Organic π-conjugated polymers exhibit unique optical, electrical and physical properties depending on their specific structure. These materials are being widely investigated for applications such as solar cells and light-emitting diodes.
Synthesizing these polymers with control over the structure (e.g. sequence, length, and molecular weight distribution) remains a significant challenge. Within the past decade, several Ni and Pd catalysts have been reported to mediate living, chain-growth polymerizations for a selected few conjugated monomers. Extending these methods to copolymers and other monomers has been difficult. As a consequence, there is an ongoing search for a more universal catalyst.
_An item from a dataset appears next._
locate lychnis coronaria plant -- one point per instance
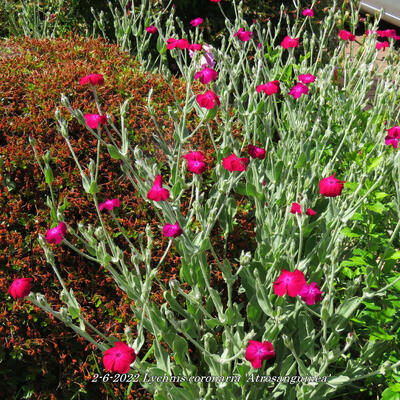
(310, 159)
Anne McNeil and co-workers from the University of Michigan, USA, now report an N-heterocyclic carbene (NHC)-ligated Pd precatalyst that can mediate a living, chain-growth polymerization for both thiophene and phenylene-based monomers. Furthermore, they demonstrate that this block copolymerization proceeds through a living, chain-growth process, regardless of the order of monomer addition. As a result, copolymers can now be prepared with control over their sequence, length, and molecular weight distribution.
Some time-dependent stability issues were observed with this catalyst. Mechanistic studies are therefore needed to elucidate the precise role of ligand steric and electronic properties, as well as monomer structure, on the chain-growth and competing reaction pathways.